Cette chronique est présentée par Gabrielle Halpern chaque mardi dans le journal de 12h sur la Radio RCJ et vous offre un regard philosophique sur l'actualité.
En 1688, dans son ouvrage majeur « Les caractères », l’écrivain français Jean de La Bruyère écrivait que : « Tout est dit, et l'on vient trop tard depuis plus de sept mille ans qu'il y a des hommes et qui pensent ». Cette phrase de Jean de La Bruyère, né en 1645 et mort en 1696 est sans doute l’une des plus frappantes qui soit.
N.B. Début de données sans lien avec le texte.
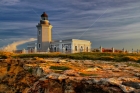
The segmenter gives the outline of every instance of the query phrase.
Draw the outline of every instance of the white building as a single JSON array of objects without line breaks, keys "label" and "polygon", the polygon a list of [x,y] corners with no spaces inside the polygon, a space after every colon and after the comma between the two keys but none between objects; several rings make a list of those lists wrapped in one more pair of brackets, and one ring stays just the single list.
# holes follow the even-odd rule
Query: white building
[{"label": "white building", "polygon": [[40,23],[37,27],[37,43],[29,44],[28,51],[36,52],[62,52],[77,53],[90,52],[91,42],[88,40],[66,39],[52,40],[52,25],[48,20],[48,15],[44,12],[41,15]]}]

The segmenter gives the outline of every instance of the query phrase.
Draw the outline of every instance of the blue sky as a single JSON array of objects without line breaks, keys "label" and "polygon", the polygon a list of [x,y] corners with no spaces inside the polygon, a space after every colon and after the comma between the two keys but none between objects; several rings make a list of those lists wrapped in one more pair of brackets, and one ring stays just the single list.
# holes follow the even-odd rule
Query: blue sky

Frappante, au sens propre : elle frappe l’orgueil, elle peut frapper aussi l’enthousiasme, mais aussi, paradoxalement, toute tentation de pusillanimité, de paresse ou de lâcheté.
Oui, tout a déjà été dit, donc les soi-disant pionniers de la pensée ou de l’écriture n’ont qu’à bien se tenir ! Rien de tel pour découronner toutes nos idoles… Nietzsche ? Mais il n’a rien inventé ! Descartes, Montaigne ? Mais quels copieurs ! Et Socrate, n’en parlons pas ! Sans parler de nos contemporains… Ainsi donc le savoir aurait-il toujours été là, on n’inventerait jamais rien, on ne ferait jamais que redécouvrir, retrouver, reformuler. On pense vivre un événement unique et nouveau et on se rend compte que rien n’est jamais unique, ni nouveau ; ni les dictateurs, ni les virus, ni les crises économiques, ni les guerres, ni les révolutions, ni les chefs-d’œuvre.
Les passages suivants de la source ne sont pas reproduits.